The Coventry blitz (blitz: from the German word Blitzkrieg meaning "lightning war" listen ) was a series of bombing raids that took place on the English city of Coventry. The city was bombed many times during the Second World War by the German Air Force (Luftwaffe). The most devastating of these attacks occurred on the evening of 14 November 1940.
At the start of the Second World War, Coventry was an industrial city of around 238,000 people which, like much of the industrial West Midlands, contained metal-working industries. In Coventry's case, these included cars, bicycles, aeroplane engines and, since 1900, munitions factories. In the words of the historian Frederick Taylor, "Coventry ... was therefore, in terms of what little law existed on the subject, a legitimate target for aerial bombing".

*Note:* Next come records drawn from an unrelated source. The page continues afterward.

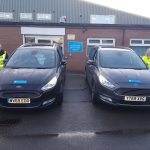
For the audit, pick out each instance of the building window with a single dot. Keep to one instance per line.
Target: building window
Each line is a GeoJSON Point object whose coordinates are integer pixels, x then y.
{"type": "Point", "coordinates": [29, 39]}
{"type": "Point", "coordinates": [140, 46]}
{"type": "Point", "coordinates": [25, 16]}
{"type": "Point", "coordinates": [6, 15]}
{"type": "Point", "coordinates": [102, 19]}
{"type": "Point", "coordinates": [99, 42]}
{"type": "Point", "coordinates": [46, 17]}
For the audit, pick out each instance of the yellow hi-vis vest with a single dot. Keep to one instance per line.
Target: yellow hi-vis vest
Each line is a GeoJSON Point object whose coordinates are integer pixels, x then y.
{"type": "Point", "coordinates": [147, 61]}
{"type": "Point", "coordinates": [2, 58]}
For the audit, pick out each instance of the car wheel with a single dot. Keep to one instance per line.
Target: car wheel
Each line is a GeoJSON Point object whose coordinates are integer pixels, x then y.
{"type": "Point", "coordinates": [59, 98]}
{"type": "Point", "coordinates": [94, 96]}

During the First World War, the advanced state of the machine tooling industry in the city meant that pre-war production could quickly be turned to war production purposes, with industries such as the Coventry Ordnance Works assuming the role of one of the leading munition centres in the UK, manufacturing 25 percent of all British aircraft produced during the war.
Like many of the industrial towns of the English West Midlands region that had been industrialised during the Industrial Revolution, many of the small and medium-sized factories in the city were woven into the same streets as the workers' houses and the shops of the city centre. However, it developed many large interwar suburbs of both private and council housing, which were relatively isolated from industrial buildings.